Arty-farty and over 2 hours of inexplicable scenes long, Gawain and the Green Knight (movie but also original Middle English poem with unknown 14th century author) is constructed so you see the shame and failure of heroes and kings, for they have resounding feet of clay, just like every other human.
Tales of King Arthur and the Knights of the Round Table inspire romantic views of deep seated honour, restraint, purity and love. Medieval commoners dreamt of a seat at the (proverbial and literal) table, meaning you were accepted, respected, revered by society. In truth, knights were thugs. They took what they wanted, when they wanted, and were just the biggest bullies with swords and armour. They were initially the pole opposite of what they were made out to be in folklore. The lore was to inspire them onto the straight and narrow.
On Christmas Day, The Green Knight walks into King Arthur’s court. For some, this might sound like the beginning of a bad joke, but for us, more of an inside one 😉 The Green Knight’s challenge is this: Deal me a blow, but a year from now, be prepared to receive the same from me. Call it karma, if you will.
Most of King Arthur’s knights demur – the Green Knight is, very literally, green. A creaking, talking tree shaped like a giant man, who rides in on an impressive horse, also green. (Commentators have drawn the analogy to Nature And Humans’ Perpetual Mistreatment Of, until the day Nature decides to clap back, for green is the colour of living things, but also decay, as all earthly bodies eventually will; The Green Knight originated in the pagan cultures of Nature deities predating Christianity.)
Gawain, the King’s nephew and heir to the throne, an immature wastrel expertly played by Dev Patel of Slumdog Millionaire fame, is eager to make a name for himself in the easiest way possible, and therefore steps forward: Lemme Make A Name For Myself The Easy Way – By Taking Down This Dude. Because years of training and character building are too much – yuck – work.
Just prior to the Green Knight’s appearance (which btw is engineered in the movie by Gawain’s mother Morgan LeFay* by casting a spell), his uncle had asked him for a knightly tale of valour and honour for their Round Table gathering. Gawain had bashfully returned that he has none. This is a superb understatement because he has just spent Christmas Eve the same way he does most nights, at the brothel.
*Not every version of Gawain and GK has LeFay, an apprentice of Merlin the Magician, as his mother (more later). The choice in this movie adaptation is significant – Gawain is a most flawed youth who, via many tests of character (that he fails and experiences ever greater shame in knowing) eventually grows into the strength of character required of him. (This is also the opposite of the original written work from the 14th century thereabouts, where Gawain will pass all the lesser tests, only to fail in the end.)
King: What do you hope to gain, by facing all of this?

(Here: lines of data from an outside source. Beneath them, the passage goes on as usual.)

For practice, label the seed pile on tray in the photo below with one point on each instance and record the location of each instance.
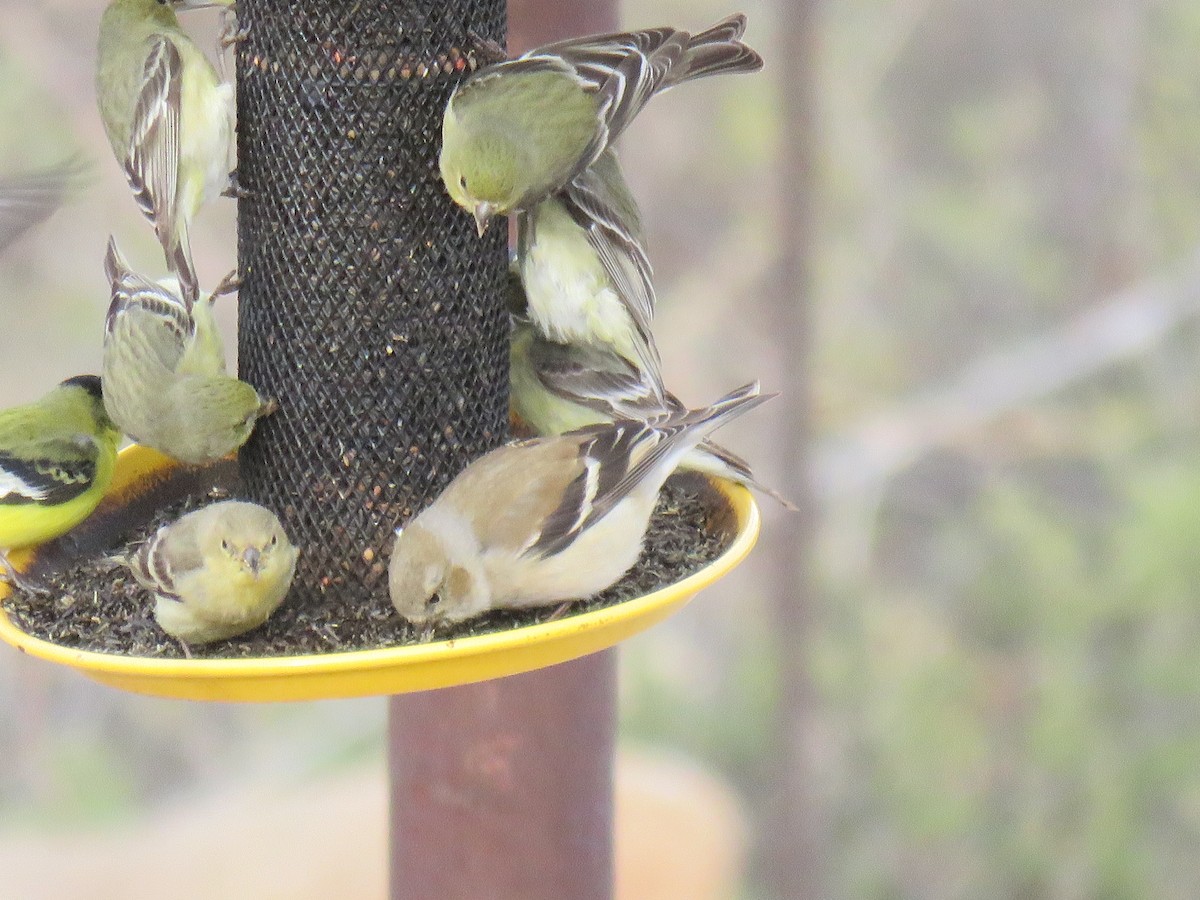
(95, 605)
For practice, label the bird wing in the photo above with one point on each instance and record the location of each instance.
(48, 471)
(173, 552)
(605, 461)
(615, 460)
(597, 378)
(623, 257)
(625, 70)
(145, 313)
(151, 163)
(31, 198)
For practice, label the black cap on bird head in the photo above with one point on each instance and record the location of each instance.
(89, 383)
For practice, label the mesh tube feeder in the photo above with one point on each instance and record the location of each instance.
(373, 312)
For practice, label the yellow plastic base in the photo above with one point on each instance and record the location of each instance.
(393, 670)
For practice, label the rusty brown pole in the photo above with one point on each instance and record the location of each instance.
(503, 790)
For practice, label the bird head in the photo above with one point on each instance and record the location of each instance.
(229, 409)
(84, 393)
(252, 545)
(426, 587)
(480, 169)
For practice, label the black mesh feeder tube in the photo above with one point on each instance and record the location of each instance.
(373, 313)
(370, 307)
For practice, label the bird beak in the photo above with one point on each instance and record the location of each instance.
(484, 213)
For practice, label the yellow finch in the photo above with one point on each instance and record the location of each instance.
(168, 118)
(57, 459)
(519, 131)
(165, 370)
(556, 388)
(583, 267)
(545, 520)
(217, 571)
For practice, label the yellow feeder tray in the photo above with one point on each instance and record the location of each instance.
(390, 670)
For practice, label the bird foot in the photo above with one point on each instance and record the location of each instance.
(558, 612)
(229, 285)
(25, 583)
(235, 190)
(231, 34)
(489, 51)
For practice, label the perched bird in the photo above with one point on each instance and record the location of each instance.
(216, 571)
(519, 131)
(168, 118)
(582, 262)
(545, 520)
(556, 388)
(165, 370)
(30, 198)
(57, 459)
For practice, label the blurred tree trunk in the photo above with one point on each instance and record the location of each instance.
(793, 859)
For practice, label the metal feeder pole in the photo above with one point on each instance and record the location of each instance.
(372, 311)
(503, 790)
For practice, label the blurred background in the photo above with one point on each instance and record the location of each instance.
(964, 238)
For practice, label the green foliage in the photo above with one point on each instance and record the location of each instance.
(1037, 735)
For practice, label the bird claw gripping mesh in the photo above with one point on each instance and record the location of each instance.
(370, 307)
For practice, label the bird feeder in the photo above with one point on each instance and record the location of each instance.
(373, 312)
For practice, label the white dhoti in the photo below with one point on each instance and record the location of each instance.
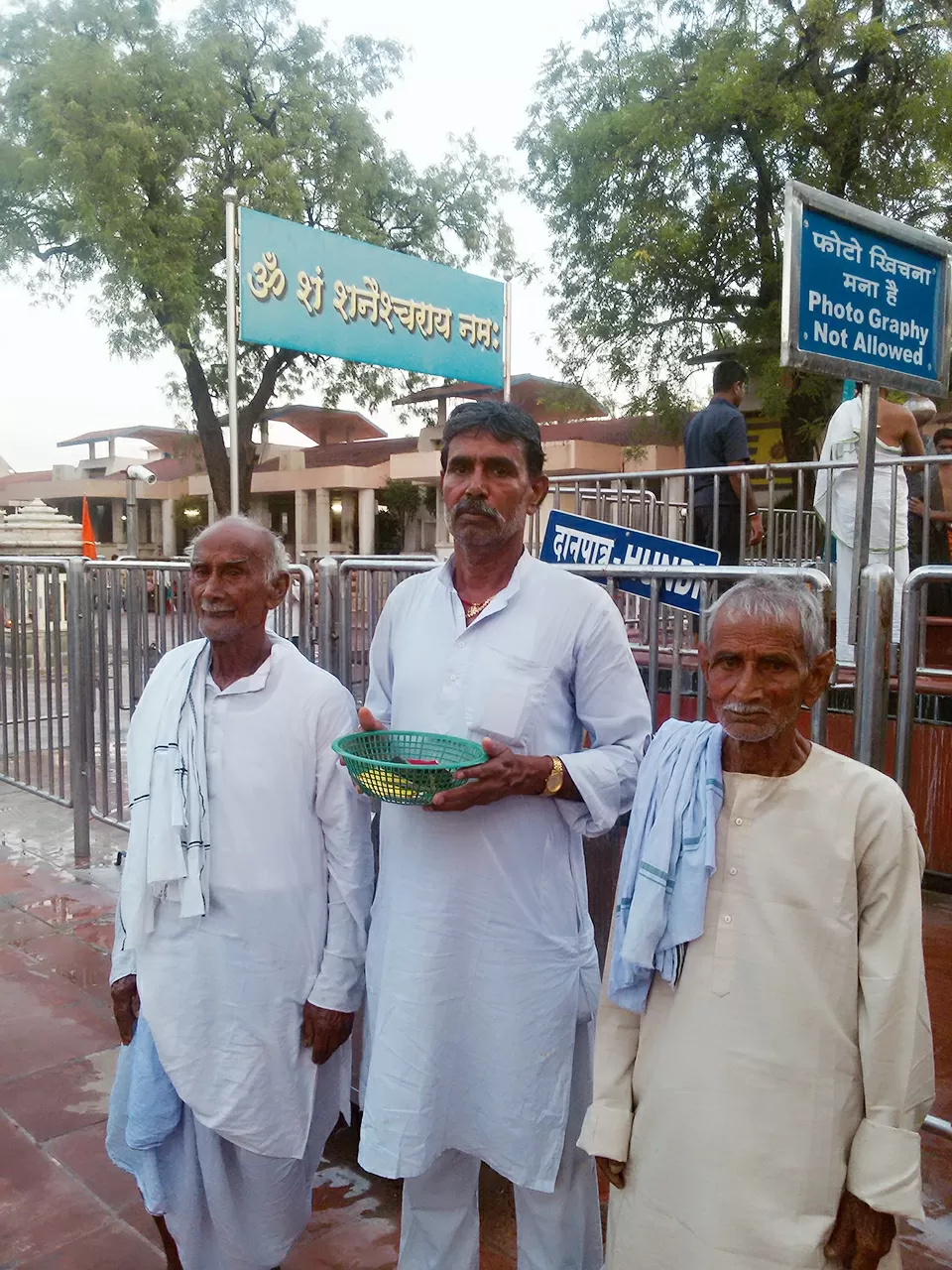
(560, 1229)
(835, 502)
(229, 1207)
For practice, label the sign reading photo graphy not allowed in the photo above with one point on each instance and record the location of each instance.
(865, 298)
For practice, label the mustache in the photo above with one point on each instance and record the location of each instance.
(476, 507)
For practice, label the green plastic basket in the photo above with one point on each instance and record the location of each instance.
(407, 767)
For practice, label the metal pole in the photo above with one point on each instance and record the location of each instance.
(231, 305)
(326, 603)
(864, 503)
(79, 685)
(875, 627)
(909, 654)
(508, 338)
(131, 518)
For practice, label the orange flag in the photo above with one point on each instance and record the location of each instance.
(89, 543)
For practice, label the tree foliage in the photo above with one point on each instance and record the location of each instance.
(118, 134)
(660, 151)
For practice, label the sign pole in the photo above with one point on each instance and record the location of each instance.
(231, 305)
(508, 338)
(865, 494)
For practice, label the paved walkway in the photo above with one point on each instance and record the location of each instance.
(64, 1206)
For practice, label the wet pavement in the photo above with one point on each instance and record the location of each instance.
(64, 1206)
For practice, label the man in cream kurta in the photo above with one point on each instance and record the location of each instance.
(275, 926)
(481, 968)
(792, 1061)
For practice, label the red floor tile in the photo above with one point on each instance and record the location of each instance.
(71, 959)
(12, 960)
(59, 902)
(114, 1247)
(943, 1083)
(98, 933)
(46, 1023)
(134, 1214)
(82, 1152)
(41, 1206)
(58, 1100)
(497, 1213)
(17, 928)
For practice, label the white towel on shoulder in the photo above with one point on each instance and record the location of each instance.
(168, 795)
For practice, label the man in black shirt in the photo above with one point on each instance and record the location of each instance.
(716, 437)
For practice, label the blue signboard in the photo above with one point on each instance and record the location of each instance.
(580, 540)
(865, 298)
(318, 293)
(870, 299)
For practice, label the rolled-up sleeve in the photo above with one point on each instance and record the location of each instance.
(607, 1127)
(345, 825)
(895, 1038)
(612, 705)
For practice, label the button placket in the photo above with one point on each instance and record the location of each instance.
(726, 935)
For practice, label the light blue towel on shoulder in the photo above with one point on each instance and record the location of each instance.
(144, 1110)
(667, 860)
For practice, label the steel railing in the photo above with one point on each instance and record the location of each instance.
(912, 662)
(664, 502)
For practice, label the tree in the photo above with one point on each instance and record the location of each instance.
(660, 154)
(118, 134)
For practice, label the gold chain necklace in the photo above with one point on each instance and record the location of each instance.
(475, 610)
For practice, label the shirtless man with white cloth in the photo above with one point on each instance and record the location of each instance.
(241, 922)
(481, 966)
(896, 434)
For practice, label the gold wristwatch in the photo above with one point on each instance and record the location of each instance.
(555, 779)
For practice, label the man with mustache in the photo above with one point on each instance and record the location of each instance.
(241, 922)
(481, 971)
(763, 1058)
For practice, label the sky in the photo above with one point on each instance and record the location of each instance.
(470, 70)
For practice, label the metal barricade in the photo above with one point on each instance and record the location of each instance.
(911, 662)
(36, 675)
(664, 502)
(362, 587)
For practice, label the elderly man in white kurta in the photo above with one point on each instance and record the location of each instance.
(763, 1111)
(481, 966)
(241, 922)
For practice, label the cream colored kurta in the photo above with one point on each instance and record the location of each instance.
(794, 1056)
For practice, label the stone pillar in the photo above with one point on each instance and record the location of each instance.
(444, 543)
(367, 521)
(321, 534)
(348, 517)
(168, 529)
(261, 511)
(299, 524)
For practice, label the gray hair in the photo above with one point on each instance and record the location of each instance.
(276, 558)
(774, 597)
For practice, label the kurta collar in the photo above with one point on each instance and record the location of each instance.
(447, 575)
(252, 683)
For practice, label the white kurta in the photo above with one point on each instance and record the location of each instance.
(481, 957)
(291, 881)
(794, 1056)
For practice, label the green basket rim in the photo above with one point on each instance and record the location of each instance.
(338, 747)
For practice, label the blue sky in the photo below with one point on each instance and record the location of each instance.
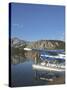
(37, 22)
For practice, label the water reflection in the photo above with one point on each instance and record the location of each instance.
(22, 73)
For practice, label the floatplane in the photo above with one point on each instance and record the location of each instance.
(46, 65)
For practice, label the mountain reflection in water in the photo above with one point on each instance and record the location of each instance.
(22, 73)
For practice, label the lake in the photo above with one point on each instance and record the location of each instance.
(22, 73)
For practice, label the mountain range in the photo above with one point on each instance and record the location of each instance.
(49, 44)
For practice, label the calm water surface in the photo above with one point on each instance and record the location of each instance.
(22, 74)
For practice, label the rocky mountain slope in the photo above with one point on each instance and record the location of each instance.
(49, 44)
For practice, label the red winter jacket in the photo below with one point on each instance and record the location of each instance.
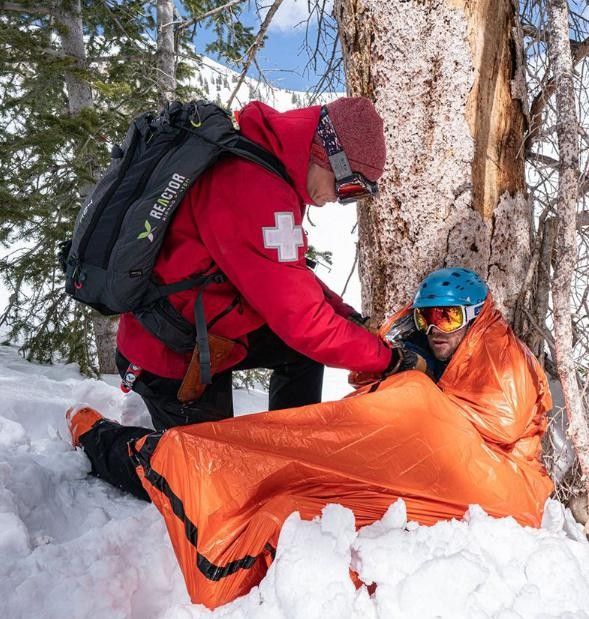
(246, 221)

Gawain: Honour.
An immature Gawain decides that “honour” shalt be obtained by beheading the Green Knight in a “Free Lunch” move, for dead men return no blows. (Like, why can’t they just fistbump?)
Also, King Arthur talks of the peace he and his knights have brought to the lands not because it’s true, but because it is what great kings do. Talk. Of peace. On Christmas Day King Arthur’s Rally His Knights Speech ticks all the boxes… and then later you see bodies strewn about the battlefield just outside (everyone who might oppose is dead, as the people of the kingdom then resort to scavenging and robbery to survive. Because we all know how Brutus Is An Honourable Man.)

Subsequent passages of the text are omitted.